Fen, hasta entonces inmóvil en la carretera, de repente se vio dominado por una febril actividad. Comenzó a correr ladera abajo hacia aquel horno de calor blanco. Pero apenas había llegado a la mitad cuando lo sujetaron del brazo, por detrás, y se volvió para ver el rostro ennegrecido de Stagge. El superintendente tenía quemaduras graves, y el resplandor de las llamas solo conseguía que pareciera un habitante de algún espantoso círculo infernal.
—Yo que usted no lo haría, señor —le advirtió—. Aunque quisiera sacrificarse, nunca conseguiría sacar de ahí lo que busca. Y, de todos modos, puede que ni siquiera esté ahí.

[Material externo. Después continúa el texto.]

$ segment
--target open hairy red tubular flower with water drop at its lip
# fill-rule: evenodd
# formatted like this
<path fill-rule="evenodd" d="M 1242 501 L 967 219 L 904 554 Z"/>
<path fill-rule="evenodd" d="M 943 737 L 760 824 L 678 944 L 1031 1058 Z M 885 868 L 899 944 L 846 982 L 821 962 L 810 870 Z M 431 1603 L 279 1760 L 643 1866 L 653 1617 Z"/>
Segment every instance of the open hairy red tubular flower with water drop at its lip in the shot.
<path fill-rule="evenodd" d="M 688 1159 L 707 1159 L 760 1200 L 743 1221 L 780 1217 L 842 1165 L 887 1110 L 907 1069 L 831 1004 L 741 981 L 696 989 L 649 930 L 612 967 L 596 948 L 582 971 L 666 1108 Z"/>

Fen se detuvo, reconociendo que su pretensión era inútil. Le hizo al superintendente un gesto señalando a la figura humana, encogida e inidentificable que aguardaba tendida junto a Daphne y el señor Plumstead y el camionero.
—¿Está muerto? —preguntó.
—No, señor. Vive. Pero solo de momento. Tengo que llevarlo de inmediato a un hospital.
—Es usted el que debe ir a un hospital —dijo Fen—. Él va a morir de todos modos.
—Lo mío no tiene ninguna importancia —dijo Stagge con una mueca—. Saldré de esta.
Se alejó cojeando. Fen volvió la mirada hacia el fondo del terraplén: el vehículo aún seguía ardiendo. El director llegó a su altura.
—¿Quién es? —preguntó—. ¡Por el amor de Dios, Gervase!, ¿quién es?
Fen lo miró como si no comprendiera sus palabras. El director repitió de nuevo su pregunta incluso con más vehemencia.
—Mi querido amigo —dijo Fen—. No me daba cuenta de que aún no sabías nada de nada… Es tu secretario, naturalmente. Es Galbraith.